To say 2020 was a trying year for many churches would be a massive understatement.
In late summer, two hurricanes devastated the city of 77,000 people. Over $235 million in damage to houses alone tells just a portion of the story. Hurricane Laura, a category 4 storm that punished the region in late August, was shortly followed by another storm, Hurricane Delta.
These storms, mixed with a pandemic, forced Mary Jordan and Darin Worthington to do something they had only done once since 1997: cancel an Upward league. Darin has served as the Minister of Activities at Trinity Baptist Church in Lake Charles for 15 years. Mary Jordan, whose official title is Activities Ministry Assistant, might as well be called the “Upward Lady.” She’s been involved with the sports ministry at Trinity since 1997.
Darin recalls those difficult moments when Hurricane Laura swept through the area: "We have a nice little shed that we had all the Upward stuff in. Well, it got lifted straight up and straight down, collapsed, just ruined everything in there. And so it was in the midst of everything we knew we weren't doing anything."
Because of damage to the gym’s roof, Trinity also had to cancel its winter basketball league. “We had tried everything we could think of to get access to our gym, but there was damage to the floor. The pandemic was still where we didn’t know that, with the numbers if we wanted that many people in the gym.”
A Change of Plans
The discouragement of canceling back-to-back leagues and the impact that would have on the community could have crippled Mary and Darin. Less determined people might have thrown in the towel, shrugged their shoulders, and hoped to do a league next year.
But Mary had an idea. Darin recalls a conversation with Mary after they decided not to do their winter basketball league. “I guess it was maybe October or November and we didn’t do football and, you know, we really couldn’t do basketball inside because of COVID. She said. ‘I have an idea.’ And I said ‘I bet I know what it is.’ And so we wanted to do football and soccer outside in January, in the winter, and just an out-of-the-box idea. And I was like, there’s just no way we cannot do it.”
For some places, running a youth sports league outside in the dead of winter is unthinkable. But not in Southwest Louisiana. Not when families are hungry for some sense of normalcy after being slammed with two hurricanes on top of a pandemic. “You know, you’ve got people living out of town that they can’t come back to their home yet, you’ve got people living in trailers, you’ve got lots of the schools were still damaged where kids couldn’t even get back in school at that point. And so, we could feel the need for families to have just one something that felt normal.”
The Hurricane Season
Before this past winter, the largest number of participants Trinity Baptist Church had for a flag football league was around 140. But in January, 300 kids signed up to play. “I cannot even help you understand the amount of people who came to us, and expressed such gratitude for stepping out of our norm to offer that for all these kids.”

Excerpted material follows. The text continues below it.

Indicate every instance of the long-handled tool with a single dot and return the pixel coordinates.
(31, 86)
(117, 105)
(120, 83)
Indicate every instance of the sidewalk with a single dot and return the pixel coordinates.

The soccer league jumped in numbers as well, from roughly 150 to 225 participants. Because Mary and Darin knew the need in the community, they altered their plans to meet the need. “It was so needed, especially for the kids. You know, they play, and they go about their normal stuff. But they feel the stress too. You know, the stress of mom and dad. They don’t let you know how hard it is. And so parents were just so incredibly thankful.”
Mary refers to this past winter’s soccer and flag football leagues as “the hurricane season.” A season that was born from challenges. From difficulty. A season that was totally unexpected. But that’s often how God works, especially in the lives of those who are fully devoted to him. Just like we read in Romans “And we know that God causes everything to work together for the good of those who love God and are called according to his purpose for them.” (Rom. 8:28, NLT)
After the Storm
“My personal thought has been that I hope they didn't come to us because we were associated with the church…but they came to us and they saw that we're going to love them with Jesus,” Mary says. “We're not going to force Jesus. And so I would like to believe that some of the numbers that we gained and now we've kept are because they're feeling that we're reaching out in love.”
If you ask them what they want Trinity to be known for in the community, Mary and Darin will use two words: safe and welcoming. They want to be known as a safe place to come. Mary speaks to the fact that many who have begun coming to church at Trinity did so through their Upward leagues. “We’ve had a lot of families come to Trinity because of Upward. And those people would tell me ‘it’s just regular everyday people, and they’re all so nice and loving and kind and welcoming.’ And so if we can have that reputation that everybody is welcome and we want everybody to be there, I think that’s great.”